[Ecn-sane] [tsvwg] per-flow scheduling
Kyle Rose
krose at krose.org
Tue Jul 23 11:12:46 EDT 2019
On Mon, Jul 22, 2019 at 9:44 AM Bob Briscoe <ietf at bobbriscoe.net> wrote:
> Folks,
>
> As promised, I've pulled together and uploaded the main architectural
> arguments about per-flow scheduling that cause concern:
>
> Per-Flow Scheduling and the End-to-End Argum ent
> <http://bobbriscoe.net/projects/latency/per-flow_tr.pdf>
>
> It runs to 6 pages of reading. But I tried to make the time readers will
> have to spend worth it.
>
Before reading the other responses (poisoning my own thinking), I wanted to
offer my own reaction. In the discussion of figure 1, you seem to imply
that there's some obvious choice of bin packing for the flows involved, but
that can't be right. What if the dark green flow has deadlines? Why should
that be the one that gets only leftover bandwidth? I'll return to this
point in a bit.
The tl;dr summary of the paper seems to be that the L4S approach leaves the
allocation of limited bandwidth up to the endpoints, while FQ arbitrarily
enforces equality in the presence of limited bandwidth; but in reality the
bottleneck device needs to make *some* choice when there's a shortage and
flows don't respond. That requires some choice of policy.
In FQ, the chosen policy is to make sure every flow has the ability to get
low latency for itself, but in the absence of some other kind of trusted
signaling allocates an equal proportion of the available bandwidth to each
flow. ISTM this is the best you can do in an adversarial environment,
because anything else can be gamed to get a more than equal share (and
depending on how "flow" is defined, even this can be gamed by opening up
more flows; but this is not a problem unique to FQ).
In L4S, the policy is to assume one queue is well-behaved and one not, and
to use the ECT(1) codepoint as a classifier to get into one or the other.

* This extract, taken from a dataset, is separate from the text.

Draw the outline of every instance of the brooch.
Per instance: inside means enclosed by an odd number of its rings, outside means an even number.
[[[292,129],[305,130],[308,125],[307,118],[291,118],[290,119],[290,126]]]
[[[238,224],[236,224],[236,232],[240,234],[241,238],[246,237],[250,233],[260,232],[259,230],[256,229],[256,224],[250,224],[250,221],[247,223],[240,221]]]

But policy choice doesn't end there: in an uncooperative or adversarial
environment, you can easily get into a situation in which the bottleneck
has to apply policy to several unresponsive flows in the supposedly
well-behaved queue. Note that this doesn't even have to involve bad actors
misclassifying on purpose: it could be two uncooperative 200 Mb VR flows
competing for 300 Mb of bandwidth. In this case, L4S falls back to classic,
which with DualQ means every flow, not just the uncooperative ones,
suffers. As a user, I don't want my small, responsive flows to suffer when
uncooperative actors decide to exceed the BBW.
Getting back to figure 1, how do you choose the right allocation? With the
proposed use of ECT(1) as classifier, you have exactly one bit available to
decide which queue, and therefore which policy, applies to a flow. Should
all the classic flows get assigned whatever is left after the L4S flows are
allocated bandwidth? That hardly seems fair to classic flows. But let's say
this policy is implemented. It then escapes me how this is any different
from the trust problems facing end-to-end DSCP/QoS: why wouldn't everyone
just classify their classic flows as L4S, forcing everything to be treated
as classic and getting access to a (greater) share of the overall BBW? Then
we're left both with a spent ECT(1) codepoint and a need for FQ or some
other queuing policy to arbitrate between flows, without any bits with
which to implement the high-fidelity congestion signal required to achieve
low latency without getting squeezed out.
The bottom line is that I see no way to escape the necessity of something
FQ-like at bottlenecks outside of the sender's trust domain. If FQ can't be
done in backbone-grade hardware, then the only real answer is pipes in the
core big enough to force the bottleneck to live somewhere closer to the
edge, where FQ does scale.
Note that, in a perfect world, FQ wouldn't trigger at all because there
would always be enough bandwidth for everything users wanted to do, but in
the real world it seems like the best you can possibly do in the absence of
trusted information about how to prioritize traffic. IMO, best to think of
FQ as a last-ditch measure indicating to the operator that they're gonna
need a bigger pipe than as a steady-state bandwidth allocator.